Like a communion. Many generations of magical powers.
Go back the way you came child. Take with you the knowledge of the land.
I knew I would never be the same. I felt her strength and dignity, in my young bones. History and unity flooded my blood, time had passed. Looking up at the velvet sky, I recognised Matariki stars shining through, guiding the way.
I now understood how to navigate the night, and the chronicles of my great great great grandmother’s hidden scars. Her hope for my future propelled me to make it better, her divine trust in the sweet veins of my daughter to come.
Heading back slowly along the forbidden path, I was a different girl from the one that flew in fearful and fragile, holding onto a witch’s broom of toetoe.
My hands grazed the plants lightly – rongoa medicine as I knew them now, their names rolling off my tongue as I ambled along, kawakawa, kanuka, manuka.

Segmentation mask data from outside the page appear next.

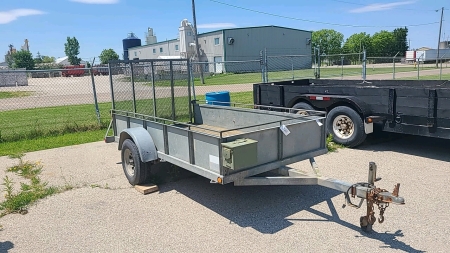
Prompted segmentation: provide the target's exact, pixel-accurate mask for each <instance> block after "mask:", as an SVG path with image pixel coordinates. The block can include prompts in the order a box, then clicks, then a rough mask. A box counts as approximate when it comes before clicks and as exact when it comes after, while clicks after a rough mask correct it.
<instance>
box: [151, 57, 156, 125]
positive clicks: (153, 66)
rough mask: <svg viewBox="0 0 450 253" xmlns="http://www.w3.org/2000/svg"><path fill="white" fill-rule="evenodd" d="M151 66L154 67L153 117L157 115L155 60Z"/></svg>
mask: <svg viewBox="0 0 450 253" xmlns="http://www.w3.org/2000/svg"><path fill="white" fill-rule="evenodd" d="M150 66H151V68H152V93H153V117H156V87H155V66H154V64H153V61H151V62H150Z"/></svg>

A tūī called out in song, and shook his curly tuft of poi as he flew to his resting place, his wings merging with the colour of the heavens. Ranginui watched over me.
This knowledge was now my story to share. My prayer. My trauma reached the glistening water below, and disappeared into the moonlit tide. Intuitively I knew that waituhi, ink, was to be my art, my wairua, my air.
Walking out of the dense bush, I heard the faint sound of the driftwood stick banging on the frying pan. Haere Mai kids! I reached up into my hair, and felt a piece of pink pohutakawa flower tucked behind my ear.
My tīpuna wāhine’s last words of wisdom echoing in my mind.
There is a strong woman walking toward you. Meet her halfway.